Sidewalks are crucial to community livability. Broken sidewalks make it dangerous for the average pedestrian to simply walk down the street, and make travel nearly impossible for the disabled. The lack of safe sidewalks also undermines the city’s environmental and equity goals. How can we expect Angelenos to forgo polluting cars when walking on city sidewalks is a risky endeavor?

And the ongoing failure to fix the sidewalks costs taxpayers millions of dollars a year, City Controller Ron Galperin wrote in a recent audit of the city’s sidewalk repair program. L.A. has been hit with more than 1,700 claims and 1,020 lawsuits for sidewalk injuries over the last five years, and paid out more than $35 million in settlements.


The problem goes back decades. More than 45 years ago, the city adopted a well-intentioned but ultimately disastrous law that transferred the responsibility for fixing sidewalks damaged by tree roots from property owners to the city. But the city never fulfilled its maintenance obligation and by about 2010, roughly half of the city’s sidewalks were in bad condition.

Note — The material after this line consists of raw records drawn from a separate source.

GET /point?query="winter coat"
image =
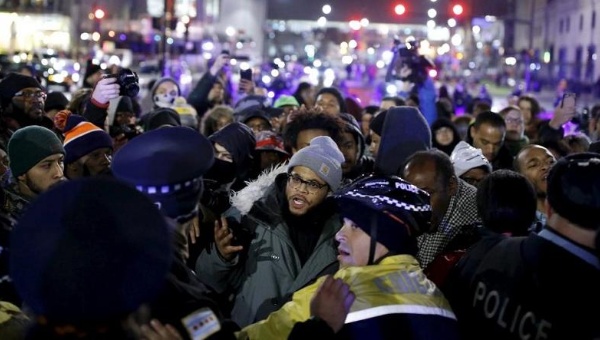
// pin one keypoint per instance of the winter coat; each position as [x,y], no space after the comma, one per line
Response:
[542,286]
[269,270]
[394,300]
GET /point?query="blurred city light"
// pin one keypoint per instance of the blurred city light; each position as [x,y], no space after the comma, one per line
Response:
[99,13]
[355,25]
[400,9]
[457,9]
[230,31]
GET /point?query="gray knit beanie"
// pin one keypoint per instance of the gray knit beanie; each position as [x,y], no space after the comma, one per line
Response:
[324,158]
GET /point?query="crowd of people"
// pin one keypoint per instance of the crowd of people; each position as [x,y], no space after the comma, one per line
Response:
[191,218]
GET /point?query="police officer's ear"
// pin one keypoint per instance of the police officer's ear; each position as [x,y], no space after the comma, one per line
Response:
[453,185]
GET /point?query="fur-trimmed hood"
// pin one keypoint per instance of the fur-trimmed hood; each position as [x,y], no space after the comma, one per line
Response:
[244,199]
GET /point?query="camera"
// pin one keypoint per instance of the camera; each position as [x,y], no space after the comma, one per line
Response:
[406,54]
[128,82]
[242,235]
[129,131]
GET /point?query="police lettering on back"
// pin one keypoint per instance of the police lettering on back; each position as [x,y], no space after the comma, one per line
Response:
[513,318]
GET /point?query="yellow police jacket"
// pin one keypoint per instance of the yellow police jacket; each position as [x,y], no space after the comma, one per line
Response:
[396,285]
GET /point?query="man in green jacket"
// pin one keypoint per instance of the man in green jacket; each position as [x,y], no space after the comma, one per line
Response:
[279,234]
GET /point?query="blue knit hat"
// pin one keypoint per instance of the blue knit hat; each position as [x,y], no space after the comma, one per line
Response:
[324,158]
[167,165]
[89,250]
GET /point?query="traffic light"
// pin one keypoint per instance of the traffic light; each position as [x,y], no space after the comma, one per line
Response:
[400,9]
[99,13]
[457,9]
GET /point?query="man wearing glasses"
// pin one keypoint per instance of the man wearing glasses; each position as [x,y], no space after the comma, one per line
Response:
[22,102]
[279,234]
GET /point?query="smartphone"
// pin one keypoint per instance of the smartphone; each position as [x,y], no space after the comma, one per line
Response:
[201,324]
[246,74]
[568,100]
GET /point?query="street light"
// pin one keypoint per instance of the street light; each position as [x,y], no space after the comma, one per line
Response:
[457,9]
[99,13]
[400,9]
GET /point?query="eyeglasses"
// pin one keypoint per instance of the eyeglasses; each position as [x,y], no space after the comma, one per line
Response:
[513,120]
[311,186]
[29,94]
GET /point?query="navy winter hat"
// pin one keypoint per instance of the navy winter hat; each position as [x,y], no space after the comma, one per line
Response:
[161,117]
[167,165]
[574,189]
[90,249]
[337,94]
[239,140]
[376,123]
[352,127]
[257,113]
[56,101]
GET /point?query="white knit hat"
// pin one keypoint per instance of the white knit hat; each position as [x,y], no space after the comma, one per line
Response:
[464,157]
[324,158]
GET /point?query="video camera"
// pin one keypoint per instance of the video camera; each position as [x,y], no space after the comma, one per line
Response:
[407,55]
[128,82]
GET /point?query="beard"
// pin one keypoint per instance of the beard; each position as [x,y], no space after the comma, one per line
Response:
[541,195]
[36,189]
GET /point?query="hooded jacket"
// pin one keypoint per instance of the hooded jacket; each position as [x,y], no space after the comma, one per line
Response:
[269,269]
[405,131]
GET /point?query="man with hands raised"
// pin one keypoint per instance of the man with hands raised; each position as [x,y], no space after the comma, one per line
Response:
[279,234]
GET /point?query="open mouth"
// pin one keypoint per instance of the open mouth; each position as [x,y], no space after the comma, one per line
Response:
[342,252]
[298,202]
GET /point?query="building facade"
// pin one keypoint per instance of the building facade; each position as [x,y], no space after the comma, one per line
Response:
[562,36]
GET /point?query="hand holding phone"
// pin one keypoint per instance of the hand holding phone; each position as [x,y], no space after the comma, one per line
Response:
[564,112]
[246,74]
[246,84]
[568,100]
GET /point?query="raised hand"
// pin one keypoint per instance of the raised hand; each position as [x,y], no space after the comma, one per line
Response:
[223,239]
[105,90]
[331,303]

In 2016, Mayor Eric Garcetti and the City Council settled a lawsuit brought by disabled residents over the dire condition of the city’s sidewalks by committing to spend $1.4 billion over the next 30 years on sidewalk repairs. Around the same time, city leaders adopted a “fix and release” policy under which the city would repair the sidewalks first and then return responsibility to property owners.

But that fix-and-release program is moving too slowly, Galperin said. The city is choosing to rebuild entire stretches of sidewalk rather than just focusing on the damaged segments. Fewer than 1% of the city’s sidewalk parcels — 640,000 in all — have been certified as repaired and turned over to property owners; at this rate it could take 500 years to certify all the sidewalks, the controller said.

Plus, the city doesn’t track how many sidewalks need repair — it mostly relies on residents to call in complaints — or how much all the work will cost. And it still takes the city much longer — 41 days on average — to temporarily patch a broken sidewalk than the three days it takes to fill a pothole in the street.

And that gets to the heart of the problem: Sidewalks are treated as second-class transportation infrastructure, compared with streets and highways. L.A. has many millions of dollars from local transportation sales tax, plus state and federal infrastructure funding, but the city still only dedicates a fraction of its budget to sidewalk repairs. The results are evident in the buckled, crumbling concrete across L.A.

It’s time that Los Angeles leaders live up to their pledge to make this a more walkable and livable city. It’s time to treat and fund sidewalks as an essential piece of the city’s transportation network.